MONC - 2019

Section: Research Program


We are working in the context of data-driven medicine against cancer. We aim at coupling mathematical models with data to address relevant challenges for biologists and clinicians in order for instance to improve our understanding in cancer biology and pharmacology, assist the development of novel therapeutic approaches or develop personalized decision-helping tools for monitoring the disease and evaluating therapies.

More precisely, our research on mathematical oncology is three-fold:

  • Axis 1: Tumor modeling for patient-specific simulations: Clinical monitoring. Numerical markers from imaging data. Radiomics.

  • Axis 2: Bio-physical modeling for personalized therapies: Electroporation from cells to tissue. Radiotherapy.

  • Axis 3: Quantitative cancer modeling for biological, clinical and preclinical studies: Biological mechanisms. Metastatic dissemination. Pharmacometrics.

In the first axis, we aim at producing patient-specific simulations of the growth of a tumor or its response to treatment starting from a series of images. We hope to be able to offer a valuable insight on the disease to the clinicians in order to improve the decision process.

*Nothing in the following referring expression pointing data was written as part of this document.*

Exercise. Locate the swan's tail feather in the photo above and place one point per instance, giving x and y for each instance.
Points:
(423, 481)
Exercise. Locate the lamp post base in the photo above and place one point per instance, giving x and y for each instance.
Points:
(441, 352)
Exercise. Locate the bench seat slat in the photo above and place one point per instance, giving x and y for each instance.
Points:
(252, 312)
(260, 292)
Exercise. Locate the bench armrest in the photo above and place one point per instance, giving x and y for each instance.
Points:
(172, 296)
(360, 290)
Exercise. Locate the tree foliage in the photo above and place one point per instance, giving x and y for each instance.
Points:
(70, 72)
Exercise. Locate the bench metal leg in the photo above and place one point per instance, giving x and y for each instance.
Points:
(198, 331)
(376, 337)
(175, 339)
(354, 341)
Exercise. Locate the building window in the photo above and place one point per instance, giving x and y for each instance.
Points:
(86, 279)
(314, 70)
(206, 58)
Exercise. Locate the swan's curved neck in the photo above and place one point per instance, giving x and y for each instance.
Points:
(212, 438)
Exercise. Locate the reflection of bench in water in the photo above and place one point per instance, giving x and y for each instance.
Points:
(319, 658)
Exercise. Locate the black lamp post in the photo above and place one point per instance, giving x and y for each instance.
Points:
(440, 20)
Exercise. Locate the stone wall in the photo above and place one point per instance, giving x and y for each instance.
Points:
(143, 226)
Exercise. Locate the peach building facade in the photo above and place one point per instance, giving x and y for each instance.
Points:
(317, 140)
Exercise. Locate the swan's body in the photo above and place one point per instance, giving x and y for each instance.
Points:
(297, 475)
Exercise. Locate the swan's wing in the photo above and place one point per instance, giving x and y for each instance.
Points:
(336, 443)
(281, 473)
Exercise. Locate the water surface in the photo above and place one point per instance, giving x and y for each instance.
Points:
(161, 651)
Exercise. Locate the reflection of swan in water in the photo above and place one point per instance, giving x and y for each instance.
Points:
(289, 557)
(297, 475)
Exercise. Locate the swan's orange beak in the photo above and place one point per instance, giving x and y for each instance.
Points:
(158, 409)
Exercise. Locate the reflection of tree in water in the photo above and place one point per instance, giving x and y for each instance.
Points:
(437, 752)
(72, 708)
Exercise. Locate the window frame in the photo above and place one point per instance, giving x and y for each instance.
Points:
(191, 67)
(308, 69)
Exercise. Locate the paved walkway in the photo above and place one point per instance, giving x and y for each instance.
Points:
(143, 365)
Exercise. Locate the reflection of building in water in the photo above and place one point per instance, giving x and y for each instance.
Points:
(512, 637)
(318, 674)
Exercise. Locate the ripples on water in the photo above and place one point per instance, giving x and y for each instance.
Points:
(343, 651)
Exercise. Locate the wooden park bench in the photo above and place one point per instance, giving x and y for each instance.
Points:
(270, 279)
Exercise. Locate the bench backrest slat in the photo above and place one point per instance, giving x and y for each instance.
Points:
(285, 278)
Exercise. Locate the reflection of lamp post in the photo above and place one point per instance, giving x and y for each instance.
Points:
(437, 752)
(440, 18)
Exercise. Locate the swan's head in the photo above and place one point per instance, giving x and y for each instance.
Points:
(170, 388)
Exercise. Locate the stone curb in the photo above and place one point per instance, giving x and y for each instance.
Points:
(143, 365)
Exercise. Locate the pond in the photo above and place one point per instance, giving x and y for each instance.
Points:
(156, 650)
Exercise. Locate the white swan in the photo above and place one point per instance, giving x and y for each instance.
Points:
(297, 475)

This would be particularly useful in the cases of relapses or for metastatic diseases.

The second axis aims at modeling biophysical therapies like electroporation, but also radiotherapy, thermo-ablations, radio-frequency ablations or electroporation that play a crucial role for a local treatment of the disease if possible limiting the metastatic dissemination, which is precisely the clinical context where the techniques of axis 1 will be applied.

The third axis is essential since it is a way to better understand and model the biological reality of cancer growth and the (possibly complex) effects of therapeutic intervention. Modeling in this case also helps to interpret the experimental results and improve the accuracy of the models used in Axis 1. Technically speaking, some of the computing tools are similar to those of Axis 1.